Editor: This engraving, "Reception of a New Member of the Bentvueghels" by Matthijs Pool, dates back to sometime between 1690 and 1710. The detail is striking, but the whole scene feels incredibly staged. How might we interpret the deliberate arrangement of figures and objects here? Curator: The staging itself speaks to the constructed nature of belonging and identity within the Bentvueghels. The printmaking process—the lines etched, the plate wiped, the impression made—reveals the labour involved in reproducing and disseminating this image of initiation. It's not a spontaneous event; it's a performance carefully manufactured and then mass-produced. Consider how the materials and processes themselves contribute to the artwork's meaning and purpose. Editor: So, the material reality of its creation is actually quite relevant, challenging perhaps a focus on simply the symbolism of the scene? Curator: Exactly. The print medium was easily reproducible, therefore relatively democratic compared to painting or sculpture at the time, thus questioning traditional artistic hierarchies by valorizing a cheaper, mass-produced image documenting an arguably 'low-brow' scene. Who was this intended audience for this readily produced material? What purpose would the reproduction have? It allows wider participation (even symbolically through consuming this engraving), not limiting it only to an elitist and closed group, breaking boundaries between who is consuming and participating. Editor: I hadn’t considered that! It highlights the Bentvueghels’ desire for some kind of notoriety beyond their immediate circle through an increased access thanks to mass production.
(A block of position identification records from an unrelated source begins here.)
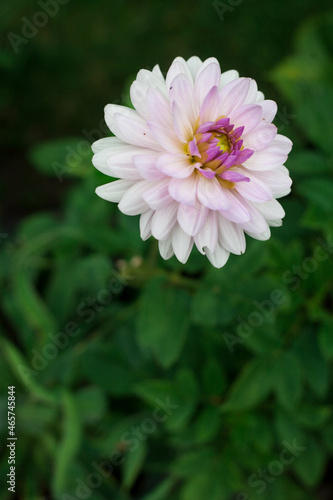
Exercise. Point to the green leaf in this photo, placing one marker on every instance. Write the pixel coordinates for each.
(134, 461)
(68, 446)
(288, 384)
(309, 466)
(62, 157)
(252, 386)
(162, 321)
(326, 339)
(313, 364)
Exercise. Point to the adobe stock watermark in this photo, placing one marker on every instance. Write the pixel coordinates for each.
(87, 310)
(275, 468)
(263, 310)
(222, 8)
(30, 27)
(130, 441)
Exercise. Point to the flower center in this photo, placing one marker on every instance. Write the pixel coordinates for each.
(217, 150)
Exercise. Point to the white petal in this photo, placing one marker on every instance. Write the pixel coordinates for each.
(182, 244)
(159, 108)
(114, 191)
(269, 110)
(152, 79)
(178, 67)
(175, 165)
(164, 221)
(247, 116)
(157, 196)
(233, 95)
(208, 236)
(165, 248)
(260, 137)
(132, 202)
(277, 180)
(210, 106)
(218, 258)
(146, 165)
(271, 210)
(255, 190)
(191, 219)
(138, 94)
(184, 190)
(145, 224)
(231, 236)
(182, 93)
(166, 138)
(227, 77)
(129, 126)
(194, 64)
(208, 76)
(212, 194)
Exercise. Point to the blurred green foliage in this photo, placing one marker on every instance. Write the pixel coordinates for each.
(143, 379)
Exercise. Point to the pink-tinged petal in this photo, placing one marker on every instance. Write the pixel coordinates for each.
(181, 124)
(257, 224)
(277, 180)
(231, 236)
(146, 165)
(182, 244)
(264, 236)
(233, 95)
(175, 165)
(194, 63)
(178, 67)
(194, 148)
(157, 71)
(212, 194)
(145, 224)
(152, 79)
(159, 108)
(123, 167)
(132, 203)
(113, 152)
(181, 92)
(247, 116)
(218, 258)
(158, 195)
(164, 221)
(166, 138)
(184, 190)
(114, 191)
(252, 93)
(269, 110)
(110, 143)
(260, 96)
(165, 248)
(230, 175)
(207, 238)
(271, 210)
(210, 105)
(138, 94)
(208, 76)
(206, 172)
(237, 212)
(260, 137)
(255, 190)
(129, 126)
(227, 77)
(191, 219)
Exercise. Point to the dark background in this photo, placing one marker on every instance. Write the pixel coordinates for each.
(161, 330)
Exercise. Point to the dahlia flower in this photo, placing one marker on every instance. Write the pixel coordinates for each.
(198, 158)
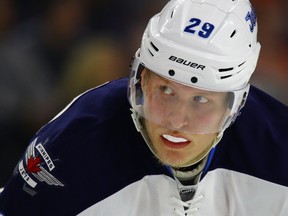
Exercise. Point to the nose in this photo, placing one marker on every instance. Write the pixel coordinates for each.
(178, 118)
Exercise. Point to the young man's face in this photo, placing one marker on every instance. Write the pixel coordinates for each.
(181, 122)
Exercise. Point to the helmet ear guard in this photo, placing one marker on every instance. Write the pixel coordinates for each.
(205, 44)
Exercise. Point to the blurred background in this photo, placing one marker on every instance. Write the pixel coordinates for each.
(52, 50)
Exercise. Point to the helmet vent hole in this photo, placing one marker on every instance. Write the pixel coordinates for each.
(224, 77)
(151, 53)
(154, 47)
(172, 14)
(194, 79)
(225, 69)
(233, 33)
(171, 72)
(241, 64)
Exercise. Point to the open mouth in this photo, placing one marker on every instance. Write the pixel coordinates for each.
(174, 142)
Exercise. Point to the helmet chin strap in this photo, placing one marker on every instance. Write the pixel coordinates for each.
(187, 171)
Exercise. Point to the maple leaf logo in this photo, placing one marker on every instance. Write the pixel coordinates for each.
(33, 165)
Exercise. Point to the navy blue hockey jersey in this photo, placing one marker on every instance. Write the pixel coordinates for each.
(90, 160)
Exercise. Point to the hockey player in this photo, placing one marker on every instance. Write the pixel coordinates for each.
(189, 80)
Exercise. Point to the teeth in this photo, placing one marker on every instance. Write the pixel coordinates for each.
(174, 139)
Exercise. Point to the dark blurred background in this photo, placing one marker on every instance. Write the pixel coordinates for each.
(52, 50)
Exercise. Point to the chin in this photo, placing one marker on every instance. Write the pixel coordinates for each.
(172, 158)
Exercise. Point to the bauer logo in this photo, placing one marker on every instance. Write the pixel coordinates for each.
(186, 62)
(251, 17)
(37, 166)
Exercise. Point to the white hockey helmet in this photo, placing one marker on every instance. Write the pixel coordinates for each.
(205, 44)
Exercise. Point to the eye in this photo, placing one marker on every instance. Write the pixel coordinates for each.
(166, 90)
(200, 99)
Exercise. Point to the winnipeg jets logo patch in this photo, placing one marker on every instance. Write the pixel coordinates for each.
(37, 165)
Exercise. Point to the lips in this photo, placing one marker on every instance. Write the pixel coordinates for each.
(174, 141)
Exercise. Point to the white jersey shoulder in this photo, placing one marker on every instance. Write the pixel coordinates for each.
(222, 192)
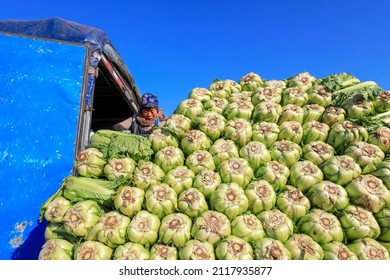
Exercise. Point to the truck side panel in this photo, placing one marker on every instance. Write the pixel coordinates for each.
(41, 84)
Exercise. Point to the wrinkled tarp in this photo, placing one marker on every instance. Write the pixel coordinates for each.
(64, 30)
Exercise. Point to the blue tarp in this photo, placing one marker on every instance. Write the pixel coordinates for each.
(64, 30)
(58, 29)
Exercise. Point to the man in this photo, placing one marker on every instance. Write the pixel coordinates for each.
(149, 116)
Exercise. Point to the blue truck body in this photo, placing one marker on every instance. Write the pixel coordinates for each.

Curator: Precisely! It shows how these artists were engaging with emerging ideas around the consumption and distribution of images and perhaps crafting a collective identity, manufactured for internal purposes AND an external consumption through material goods. Editor: That gives me a completely new way of looking at the scene, thank you. It shows me how process and distribution are very relevant to artistic meaning.